Reading the bottom of a coffee cup — Production Log Analysis

Sandeep Raizada
5 min readAug 28, 2020

Did your production dashboard tell you this? 50% of the orders have greater than 90% or higher shortages, while machines are not exceeding 45% utilization and 50% of the staff are about 10% utilized.

In the past, time and motion studies were expensive, but not today with all the IT systems that exist. Most IT systems today maintain a copious set of logs. Technologies exist today that enable us to even reverse engineer the process flow from these logs. Saving specialists time to explain all possible scenarios that occur.

It may seem that much information will be required, on the contrary, little is required for such a study. This methodology can be applied to analyze almost any of the existing processes in an organization. Following is a case from a manufacturing company’s machine shop.

So what is the data required?

Here is a structure

Suggested data format for analysis

Below is a sample for an order / Case ID

Life-cycle of a single order/ Case ID

Observations and Conclusions

Let us look at what can be determined by merely analyzing the logs — to this point there is no discussion with any client representative.

  • The logs start on Jan/2/2012 till March/31/2012. There are 65 working days in this period, considering 5 operating days per week and no holidays.
  • Logs tell us that the machine shop is operational 24 hrs while the personnel are operating in 3 shifts of 8 hours.

The machine shop “possible” layout

Possible Machine shop layout based on data made available

The count of machines and their uses is determined from the logs. 2 machines are under maintenance and their functions are unknown.

The basis of layout and machine placement is from the observed process flow.
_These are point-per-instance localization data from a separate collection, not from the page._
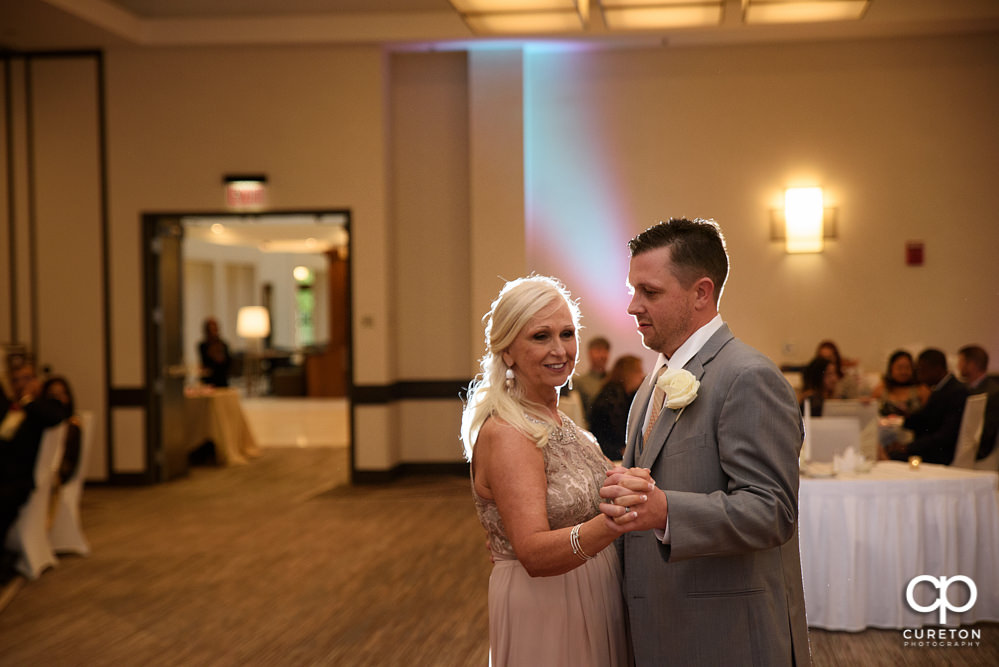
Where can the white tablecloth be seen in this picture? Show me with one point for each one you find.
(865, 536)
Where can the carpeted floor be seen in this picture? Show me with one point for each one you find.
(278, 563)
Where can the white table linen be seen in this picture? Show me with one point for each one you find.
(217, 415)
(864, 536)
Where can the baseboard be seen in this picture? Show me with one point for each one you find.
(455, 468)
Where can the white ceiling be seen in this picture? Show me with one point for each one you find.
(32, 25)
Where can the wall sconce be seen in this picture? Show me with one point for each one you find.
(517, 17)
(802, 11)
(245, 192)
(804, 223)
(254, 324)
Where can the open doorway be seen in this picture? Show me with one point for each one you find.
(293, 376)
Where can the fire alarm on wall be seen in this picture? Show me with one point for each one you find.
(914, 253)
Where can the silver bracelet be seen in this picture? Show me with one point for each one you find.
(576, 546)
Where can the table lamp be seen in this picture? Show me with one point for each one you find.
(254, 324)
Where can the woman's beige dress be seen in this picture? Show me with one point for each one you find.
(575, 618)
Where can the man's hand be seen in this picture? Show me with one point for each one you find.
(634, 502)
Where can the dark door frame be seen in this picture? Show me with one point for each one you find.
(151, 224)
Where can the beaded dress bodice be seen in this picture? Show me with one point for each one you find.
(574, 468)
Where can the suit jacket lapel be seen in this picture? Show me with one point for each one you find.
(668, 419)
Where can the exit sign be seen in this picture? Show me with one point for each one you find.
(245, 193)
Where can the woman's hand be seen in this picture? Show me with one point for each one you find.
(625, 489)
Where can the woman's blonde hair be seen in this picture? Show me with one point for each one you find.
(518, 302)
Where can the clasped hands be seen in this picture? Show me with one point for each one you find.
(633, 501)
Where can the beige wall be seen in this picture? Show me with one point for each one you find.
(56, 275)
(312, 119)
(902, 134)
(431, 153)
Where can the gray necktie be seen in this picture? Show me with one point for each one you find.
(658, 398)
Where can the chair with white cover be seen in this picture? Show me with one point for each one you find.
(829, 437)
(29, 536)
(66, 533)
(970, 433)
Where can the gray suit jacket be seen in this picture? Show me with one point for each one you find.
(727, 590)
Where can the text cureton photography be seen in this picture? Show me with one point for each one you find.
(937, 637)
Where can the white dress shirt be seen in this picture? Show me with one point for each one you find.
(683, 354)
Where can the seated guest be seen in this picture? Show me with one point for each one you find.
(608, 415)
(58, 388)
(819, 381)
(899, 393)
(936, 425)
(973, 366)
(23, 418)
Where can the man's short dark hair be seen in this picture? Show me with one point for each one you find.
(697, 249)
(977, 355)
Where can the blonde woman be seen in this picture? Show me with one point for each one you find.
(555, 589)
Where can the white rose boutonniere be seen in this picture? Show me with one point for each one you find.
(680, 387)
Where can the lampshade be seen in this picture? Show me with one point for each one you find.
(253, 322)
(510, 17)
(660, 14)
(803, 218)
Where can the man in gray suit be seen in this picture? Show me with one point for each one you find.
(712, 574)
Utilization — Machines and Workers

  • The machine shop has a total of 26 machines.
  • 2 have a high usage exceeding 90%. That is, they operated for 90% of the available time.
  • While 15 of them are either under maintenance/ their utilization is lower than 10% of the available time.
  • Observation 1: why is the capacity utilization low of machines?
  • Observation 2: why is order fulfillment low despite low utilization?
  • Observation 3: why is there an imbalance of turning and milling machinery — is it that machines with low utilization are faulty? Or specialized for a specific task?
  • There are also a total of 44 workers in the machine shop
  • 11 of the workers have a high utilization of 95% or greater.
  • There are 21 workers whose utilization is less than 10% of the available time.
  • Observation 1: There is a lack of task specialization; any worker operates any machine
  • Observation 2: 75% of the workers have spare capacity. Disclaimer: These may be temporary workers or working on the main production floor is unknown. This should be discussed with the client.

Order Fulfillment view

  • The machine shop operates to fulfill the ordered products and quantities. Here is a view of the fulfillment rate:
  • 39% of the orders have supplied quantity, within 95% of the quantity ordered.
  • Almost 49% orders have the supplied quantity, lower than 90% of the quantity ordered.
  • 51 orders have 0 quantities created.
  • Observation: why are there so many orders that consume time but have no output?
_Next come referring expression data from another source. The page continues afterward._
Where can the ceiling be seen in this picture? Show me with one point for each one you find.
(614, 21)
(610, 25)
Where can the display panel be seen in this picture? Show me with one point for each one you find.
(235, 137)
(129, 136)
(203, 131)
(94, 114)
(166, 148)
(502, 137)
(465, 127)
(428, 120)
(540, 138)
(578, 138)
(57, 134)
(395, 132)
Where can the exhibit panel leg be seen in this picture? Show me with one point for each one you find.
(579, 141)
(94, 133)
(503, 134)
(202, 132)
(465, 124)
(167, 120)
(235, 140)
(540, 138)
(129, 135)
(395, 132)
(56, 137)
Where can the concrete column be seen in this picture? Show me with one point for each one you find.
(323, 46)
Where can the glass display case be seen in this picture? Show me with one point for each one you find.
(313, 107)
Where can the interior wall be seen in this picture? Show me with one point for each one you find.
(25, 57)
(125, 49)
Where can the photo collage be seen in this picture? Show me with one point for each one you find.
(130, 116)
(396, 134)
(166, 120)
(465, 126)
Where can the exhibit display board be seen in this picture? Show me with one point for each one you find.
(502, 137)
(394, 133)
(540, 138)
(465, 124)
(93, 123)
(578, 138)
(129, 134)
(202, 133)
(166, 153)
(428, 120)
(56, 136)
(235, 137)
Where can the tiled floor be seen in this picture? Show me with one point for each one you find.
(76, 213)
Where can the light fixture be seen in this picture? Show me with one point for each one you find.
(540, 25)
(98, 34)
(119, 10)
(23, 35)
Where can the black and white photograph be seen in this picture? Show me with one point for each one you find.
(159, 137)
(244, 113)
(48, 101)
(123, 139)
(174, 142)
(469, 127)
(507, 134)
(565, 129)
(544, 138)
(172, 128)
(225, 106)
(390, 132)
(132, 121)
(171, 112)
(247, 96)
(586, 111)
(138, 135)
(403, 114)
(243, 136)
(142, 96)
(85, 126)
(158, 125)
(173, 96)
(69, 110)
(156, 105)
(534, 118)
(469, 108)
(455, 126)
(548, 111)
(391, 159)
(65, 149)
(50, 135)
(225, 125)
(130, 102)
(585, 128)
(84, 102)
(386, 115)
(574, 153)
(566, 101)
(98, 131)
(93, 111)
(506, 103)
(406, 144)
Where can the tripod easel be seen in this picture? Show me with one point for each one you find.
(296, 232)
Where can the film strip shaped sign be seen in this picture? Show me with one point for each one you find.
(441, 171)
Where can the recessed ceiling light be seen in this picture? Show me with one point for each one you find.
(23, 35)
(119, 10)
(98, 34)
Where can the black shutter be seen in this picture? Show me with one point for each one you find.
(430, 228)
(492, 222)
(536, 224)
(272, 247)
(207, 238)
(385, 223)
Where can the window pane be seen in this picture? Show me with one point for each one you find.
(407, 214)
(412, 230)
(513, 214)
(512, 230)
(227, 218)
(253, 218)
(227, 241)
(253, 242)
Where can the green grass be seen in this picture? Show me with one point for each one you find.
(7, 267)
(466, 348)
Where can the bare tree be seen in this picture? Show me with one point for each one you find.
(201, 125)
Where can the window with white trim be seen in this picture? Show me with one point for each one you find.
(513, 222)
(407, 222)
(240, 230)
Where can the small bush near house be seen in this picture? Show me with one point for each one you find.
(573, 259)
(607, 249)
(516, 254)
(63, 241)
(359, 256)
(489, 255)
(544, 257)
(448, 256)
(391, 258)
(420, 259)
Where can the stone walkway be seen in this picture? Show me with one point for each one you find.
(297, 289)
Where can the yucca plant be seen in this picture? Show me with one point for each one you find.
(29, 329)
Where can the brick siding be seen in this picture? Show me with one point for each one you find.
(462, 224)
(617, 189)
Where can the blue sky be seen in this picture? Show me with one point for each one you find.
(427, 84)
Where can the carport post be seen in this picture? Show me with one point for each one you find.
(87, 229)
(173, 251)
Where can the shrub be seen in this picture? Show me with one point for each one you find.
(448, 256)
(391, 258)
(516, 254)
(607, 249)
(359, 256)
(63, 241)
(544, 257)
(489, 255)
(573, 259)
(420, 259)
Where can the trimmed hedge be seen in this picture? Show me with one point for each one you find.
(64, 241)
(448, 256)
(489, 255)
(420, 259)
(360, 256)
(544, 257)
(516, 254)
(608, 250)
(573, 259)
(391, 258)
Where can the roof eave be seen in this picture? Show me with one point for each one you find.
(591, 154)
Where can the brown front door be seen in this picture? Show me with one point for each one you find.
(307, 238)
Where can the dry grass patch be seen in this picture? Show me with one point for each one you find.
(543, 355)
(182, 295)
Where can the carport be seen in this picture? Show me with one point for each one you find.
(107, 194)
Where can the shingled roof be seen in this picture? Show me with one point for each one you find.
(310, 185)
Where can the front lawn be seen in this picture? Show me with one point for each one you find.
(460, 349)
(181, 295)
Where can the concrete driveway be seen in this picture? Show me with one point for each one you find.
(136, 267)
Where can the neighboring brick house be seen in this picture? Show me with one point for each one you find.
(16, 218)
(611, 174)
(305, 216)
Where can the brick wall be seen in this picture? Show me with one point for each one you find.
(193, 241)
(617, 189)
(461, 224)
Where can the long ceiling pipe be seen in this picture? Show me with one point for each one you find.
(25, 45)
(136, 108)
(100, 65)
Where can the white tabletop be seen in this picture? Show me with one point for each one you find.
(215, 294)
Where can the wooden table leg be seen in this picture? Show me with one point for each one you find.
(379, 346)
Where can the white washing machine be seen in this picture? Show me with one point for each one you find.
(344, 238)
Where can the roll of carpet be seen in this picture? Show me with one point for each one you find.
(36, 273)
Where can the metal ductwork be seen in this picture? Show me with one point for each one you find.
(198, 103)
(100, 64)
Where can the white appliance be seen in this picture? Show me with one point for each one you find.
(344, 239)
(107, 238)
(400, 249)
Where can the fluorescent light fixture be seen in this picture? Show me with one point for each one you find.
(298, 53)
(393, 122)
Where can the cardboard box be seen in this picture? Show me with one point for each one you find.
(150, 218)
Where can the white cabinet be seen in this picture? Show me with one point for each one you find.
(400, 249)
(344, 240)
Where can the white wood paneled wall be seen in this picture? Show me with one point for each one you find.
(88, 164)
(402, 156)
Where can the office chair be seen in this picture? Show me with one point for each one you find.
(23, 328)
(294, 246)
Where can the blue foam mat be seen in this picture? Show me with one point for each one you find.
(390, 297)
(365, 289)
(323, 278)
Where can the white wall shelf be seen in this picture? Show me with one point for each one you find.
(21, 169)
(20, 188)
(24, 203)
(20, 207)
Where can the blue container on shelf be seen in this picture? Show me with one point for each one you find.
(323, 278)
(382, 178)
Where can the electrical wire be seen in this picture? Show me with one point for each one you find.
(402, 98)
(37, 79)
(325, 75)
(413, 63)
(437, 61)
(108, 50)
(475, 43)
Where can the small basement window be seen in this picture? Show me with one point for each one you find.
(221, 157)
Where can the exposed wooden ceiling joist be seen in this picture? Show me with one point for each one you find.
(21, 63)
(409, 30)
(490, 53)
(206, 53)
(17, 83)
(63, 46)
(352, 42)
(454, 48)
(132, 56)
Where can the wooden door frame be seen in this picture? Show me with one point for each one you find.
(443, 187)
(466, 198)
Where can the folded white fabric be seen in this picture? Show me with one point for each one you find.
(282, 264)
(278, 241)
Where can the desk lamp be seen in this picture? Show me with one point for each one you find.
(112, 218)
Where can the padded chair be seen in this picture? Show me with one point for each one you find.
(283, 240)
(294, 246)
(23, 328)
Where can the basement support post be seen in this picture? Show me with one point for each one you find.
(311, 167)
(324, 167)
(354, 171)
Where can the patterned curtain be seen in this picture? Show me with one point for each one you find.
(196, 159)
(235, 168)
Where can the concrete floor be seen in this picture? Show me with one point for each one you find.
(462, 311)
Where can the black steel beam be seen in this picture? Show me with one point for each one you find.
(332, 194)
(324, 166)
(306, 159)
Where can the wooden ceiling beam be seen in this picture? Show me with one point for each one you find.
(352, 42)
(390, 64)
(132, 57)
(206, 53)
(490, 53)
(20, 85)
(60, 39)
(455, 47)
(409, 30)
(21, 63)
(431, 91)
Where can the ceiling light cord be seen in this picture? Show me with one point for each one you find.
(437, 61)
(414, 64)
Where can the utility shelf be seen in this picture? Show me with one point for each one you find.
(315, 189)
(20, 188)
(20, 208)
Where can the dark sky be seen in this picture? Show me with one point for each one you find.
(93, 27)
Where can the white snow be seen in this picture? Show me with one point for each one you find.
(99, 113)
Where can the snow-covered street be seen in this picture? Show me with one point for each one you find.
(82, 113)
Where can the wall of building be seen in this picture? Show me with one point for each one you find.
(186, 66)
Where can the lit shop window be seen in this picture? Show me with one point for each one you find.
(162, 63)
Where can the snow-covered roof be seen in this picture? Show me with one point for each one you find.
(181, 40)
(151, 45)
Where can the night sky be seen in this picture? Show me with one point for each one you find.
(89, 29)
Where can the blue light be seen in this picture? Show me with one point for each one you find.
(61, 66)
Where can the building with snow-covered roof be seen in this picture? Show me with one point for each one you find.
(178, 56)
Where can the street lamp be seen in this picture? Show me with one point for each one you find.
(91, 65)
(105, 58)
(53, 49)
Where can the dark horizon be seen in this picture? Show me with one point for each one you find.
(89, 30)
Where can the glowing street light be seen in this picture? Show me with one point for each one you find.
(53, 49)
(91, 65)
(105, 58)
Listing products that took 80% of total time is as follows:

Summarized information by Product
  • Cable Head and Ballnut — took ~45% of the time but only averaged about 50% of ordered quantity.
  • Disregarding single orders, Spur Gear is the only product that has multiple orders and a high fulfillment ratio (supplied/ordered).

As-Is Process flow

The process view constructed from the logs looks something like this.

Animated Order flow —over 3 months

It depicts the various activities and the flows. The numbers on the flow lines are the cases/ orders. A total of 225 orders start from the left and finish on the right. The darker the shade of blue, the more frequent is the activity. Turning and Milling QC, Lapping and Flat Grinding are the top set of activities that happen. The count of variant paths is reduced to create a more concise process flow. The flow, in red with numbers, indicates the cases that have taken that path. Red flows on an activity indicate a count of cases that went through repeats of this activity.

A more telling picture is the one below that indicates the time about those activities. The mean time required from start to finish is 20 days. There are cases that have taken much less or more and are considered outliers.

Animated — Flow of orders and the time they spend in each activity

The darker the red, the longer is the time taken by that activity to complete. Stand out and require a client discussion, if these are bottlenecks, are: Turning and Milling, Turning and in that order of red. There are 2 more animated files (enclosed separately) that show the flow of orders. Each yellow bubble is a case, pile up of these indicates the slowing down of the process and can be evaluated for improvement/automation.

Variants —different sequence/ steps performed to make a product

Let us look to the table on the left:

Focusing on Spur Gear, we have 26 orders and there are 26 different (#Variants) activity flows adopted in completing the orders.

Similar behavior is observed for Ballnut and Cable Head. 58 orders, 56 variants and 50 orders with 49 variants.

Conclusion: Lack a standard operating procedure for a product.

In summary

  1. We understand in depth a process and its variants by analyzing application logs.
  2. Obtain insight — without having to speak with specialists or searching for “updated” documentation.
  3. Identify existing/potential bottlenecks for improvements.
  4. The ability to benchmark and quantitatively evaluate improvements/corrections performed.